Recently, The News International, Pakistan's largest English daily quoted an International Committee of the Red Cross report on Guantanamo Bay detainees as saying:
“The CIA’s secret interrogation programme amounted to torture for some of the 14 “high-value detainees” held by the agency, according to published excerpts of an internal 2006 report by the International Committee of the Red Cross.”
ICRC is a Swiss-based non-profit and neutral organization designated by the Geneva Conventions on warfare to monitor the treatment of prisoners of war by an occupying force. They are also expected to ensure that the governments do not violate international rules and obligations they pledged under the 1949 accords of Geneva Convention.
Mark Danner, professor at the University of California at Berkeley, had recently obtained a copy of the report from ICRC and published some excerpts to the New York Review of Books in their recent April publication.

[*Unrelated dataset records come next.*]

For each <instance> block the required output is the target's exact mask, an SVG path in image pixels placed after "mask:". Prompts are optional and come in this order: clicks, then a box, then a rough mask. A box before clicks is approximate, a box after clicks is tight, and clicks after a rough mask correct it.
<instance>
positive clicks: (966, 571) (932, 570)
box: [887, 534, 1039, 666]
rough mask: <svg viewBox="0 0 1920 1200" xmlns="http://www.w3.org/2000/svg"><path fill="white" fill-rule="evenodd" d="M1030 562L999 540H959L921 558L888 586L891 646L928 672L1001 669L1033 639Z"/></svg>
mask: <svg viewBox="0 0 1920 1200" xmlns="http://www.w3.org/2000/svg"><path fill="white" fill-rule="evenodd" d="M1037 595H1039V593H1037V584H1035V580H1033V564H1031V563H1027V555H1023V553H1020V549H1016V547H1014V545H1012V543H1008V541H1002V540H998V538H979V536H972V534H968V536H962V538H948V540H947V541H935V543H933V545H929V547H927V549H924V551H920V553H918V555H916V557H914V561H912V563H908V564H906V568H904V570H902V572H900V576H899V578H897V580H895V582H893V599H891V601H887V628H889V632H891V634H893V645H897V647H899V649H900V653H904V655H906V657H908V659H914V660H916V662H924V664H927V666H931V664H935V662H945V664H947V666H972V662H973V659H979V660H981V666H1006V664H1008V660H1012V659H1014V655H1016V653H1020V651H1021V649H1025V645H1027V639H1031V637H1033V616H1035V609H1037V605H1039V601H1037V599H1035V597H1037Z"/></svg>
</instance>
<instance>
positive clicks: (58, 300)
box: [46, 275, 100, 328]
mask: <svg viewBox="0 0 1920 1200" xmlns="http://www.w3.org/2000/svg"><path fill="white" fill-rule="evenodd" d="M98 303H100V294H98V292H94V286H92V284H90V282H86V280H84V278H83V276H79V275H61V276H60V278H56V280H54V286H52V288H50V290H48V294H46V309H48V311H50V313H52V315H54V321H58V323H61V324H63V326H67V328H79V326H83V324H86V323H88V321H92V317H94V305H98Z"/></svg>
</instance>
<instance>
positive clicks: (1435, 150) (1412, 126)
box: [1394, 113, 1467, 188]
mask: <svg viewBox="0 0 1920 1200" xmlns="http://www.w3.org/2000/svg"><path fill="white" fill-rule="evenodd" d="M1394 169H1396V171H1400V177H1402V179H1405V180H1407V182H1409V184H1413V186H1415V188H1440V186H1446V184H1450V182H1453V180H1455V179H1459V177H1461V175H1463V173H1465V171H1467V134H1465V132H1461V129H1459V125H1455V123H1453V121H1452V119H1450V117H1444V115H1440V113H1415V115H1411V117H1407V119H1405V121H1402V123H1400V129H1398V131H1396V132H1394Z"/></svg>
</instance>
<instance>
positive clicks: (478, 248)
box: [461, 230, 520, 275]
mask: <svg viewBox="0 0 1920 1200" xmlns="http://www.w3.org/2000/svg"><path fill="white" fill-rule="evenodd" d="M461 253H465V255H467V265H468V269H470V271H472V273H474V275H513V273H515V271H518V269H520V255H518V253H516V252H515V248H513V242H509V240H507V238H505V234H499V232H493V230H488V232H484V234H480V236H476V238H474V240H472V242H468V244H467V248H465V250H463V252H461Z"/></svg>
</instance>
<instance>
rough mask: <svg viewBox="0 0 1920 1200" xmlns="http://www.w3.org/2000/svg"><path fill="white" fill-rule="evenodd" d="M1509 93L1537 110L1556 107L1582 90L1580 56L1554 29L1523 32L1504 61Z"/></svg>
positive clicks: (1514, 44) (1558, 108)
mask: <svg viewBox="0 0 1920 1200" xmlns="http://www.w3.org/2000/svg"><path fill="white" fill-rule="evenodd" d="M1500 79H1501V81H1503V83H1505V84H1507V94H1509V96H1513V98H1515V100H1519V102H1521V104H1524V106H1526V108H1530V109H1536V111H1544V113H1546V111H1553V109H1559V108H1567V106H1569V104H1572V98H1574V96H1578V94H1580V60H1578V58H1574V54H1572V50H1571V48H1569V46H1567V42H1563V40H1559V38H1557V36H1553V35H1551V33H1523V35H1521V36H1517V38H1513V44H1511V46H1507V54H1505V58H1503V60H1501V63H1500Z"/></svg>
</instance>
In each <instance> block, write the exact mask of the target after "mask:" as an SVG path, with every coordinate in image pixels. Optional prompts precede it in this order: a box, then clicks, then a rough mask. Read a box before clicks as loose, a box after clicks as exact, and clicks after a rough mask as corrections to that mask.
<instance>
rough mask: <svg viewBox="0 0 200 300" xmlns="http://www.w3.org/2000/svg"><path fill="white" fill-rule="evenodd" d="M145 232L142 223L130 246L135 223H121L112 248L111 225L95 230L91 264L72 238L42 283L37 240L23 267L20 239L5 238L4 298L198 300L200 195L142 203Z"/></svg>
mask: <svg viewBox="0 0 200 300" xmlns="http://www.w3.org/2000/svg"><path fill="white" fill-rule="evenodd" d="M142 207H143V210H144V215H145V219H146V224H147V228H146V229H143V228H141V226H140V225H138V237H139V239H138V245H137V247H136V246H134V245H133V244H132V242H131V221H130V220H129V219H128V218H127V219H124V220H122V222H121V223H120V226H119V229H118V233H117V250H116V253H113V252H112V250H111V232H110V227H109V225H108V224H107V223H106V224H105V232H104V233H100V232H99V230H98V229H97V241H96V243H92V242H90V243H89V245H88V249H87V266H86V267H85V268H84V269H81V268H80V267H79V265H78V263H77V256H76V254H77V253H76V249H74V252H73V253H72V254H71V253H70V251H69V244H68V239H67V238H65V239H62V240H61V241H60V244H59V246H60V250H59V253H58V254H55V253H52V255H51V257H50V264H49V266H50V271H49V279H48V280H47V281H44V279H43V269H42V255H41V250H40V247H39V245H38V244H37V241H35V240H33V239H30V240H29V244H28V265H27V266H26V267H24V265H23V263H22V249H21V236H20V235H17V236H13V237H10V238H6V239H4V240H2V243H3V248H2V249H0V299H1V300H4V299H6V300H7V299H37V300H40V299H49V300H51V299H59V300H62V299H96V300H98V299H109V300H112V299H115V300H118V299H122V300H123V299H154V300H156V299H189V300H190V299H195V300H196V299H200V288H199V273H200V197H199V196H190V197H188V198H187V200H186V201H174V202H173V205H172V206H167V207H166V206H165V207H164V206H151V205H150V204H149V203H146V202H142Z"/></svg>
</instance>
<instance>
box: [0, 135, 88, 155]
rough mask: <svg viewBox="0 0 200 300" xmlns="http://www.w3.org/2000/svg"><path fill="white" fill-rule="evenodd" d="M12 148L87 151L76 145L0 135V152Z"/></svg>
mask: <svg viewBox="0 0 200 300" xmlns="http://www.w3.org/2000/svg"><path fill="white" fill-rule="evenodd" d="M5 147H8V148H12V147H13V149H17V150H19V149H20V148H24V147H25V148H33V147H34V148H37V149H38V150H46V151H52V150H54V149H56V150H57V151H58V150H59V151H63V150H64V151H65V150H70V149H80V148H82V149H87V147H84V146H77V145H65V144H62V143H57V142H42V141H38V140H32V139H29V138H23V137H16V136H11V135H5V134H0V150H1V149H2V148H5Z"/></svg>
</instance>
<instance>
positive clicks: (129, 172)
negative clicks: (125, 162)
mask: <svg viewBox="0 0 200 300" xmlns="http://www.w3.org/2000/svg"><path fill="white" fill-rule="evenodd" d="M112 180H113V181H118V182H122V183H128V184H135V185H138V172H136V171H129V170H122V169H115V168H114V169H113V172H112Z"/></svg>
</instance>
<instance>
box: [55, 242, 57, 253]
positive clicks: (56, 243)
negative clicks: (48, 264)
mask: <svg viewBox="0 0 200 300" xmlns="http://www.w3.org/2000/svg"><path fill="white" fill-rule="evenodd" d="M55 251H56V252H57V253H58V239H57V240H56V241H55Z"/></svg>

The report indicates that the prisoners separately and consistently described long-term solitary confinement, waterboarding - which simulates drowning – prolonged stress positions, forced prolonged nudity, beatings, denial of solid food and other forms of abuse.
A similar report of torture in Abu Gharaib was leaked by ICRC shortly before the abuses became public. The report had clearly indicated in 2003 that “some prisoners in US custody in Iraq had been abused in ways that in some cases was tantamount to torture.”
One of the major reasons for the failure of America's War on Terror has been their double standards towards human rights. While they claim Alqaida and others to not care about human rights, yet, they themselves take away the rights from all those they come under direct contact.
Hundreds of prisoners were sent to Guantanamo Bay, and thousands to foreign prisons like Abu Gharaib. Almost all the detainees never got to see a lawyer or a even told their rights. Many will never see the daylight and will never know why they were caught yet continue to live under inhuman conditions.
US forces have also increased their attacks on high valued targets through drone attacks in Pakistan and Afghanistan. In each of these attacks, more civilians, including women and children, get maimed and killed than any Taliban or Alqaeda operatives. These attacks show the inhuman side to the war as American diplomats and military simply declares these victims as “accepted civilian losses”. It is astonishing to see this double standard where an American life is considered valuable, yet the lives of poor farmers of rural Pakistan and Afghanistan are considered worthless. This apartheid has further aggravated hatred towards the War on Terror.
It is quite clear that if America wants to make any significant progress towards normalcy in the Middle East, it needs to show it in their treatment of individuals that they come in direct contact with.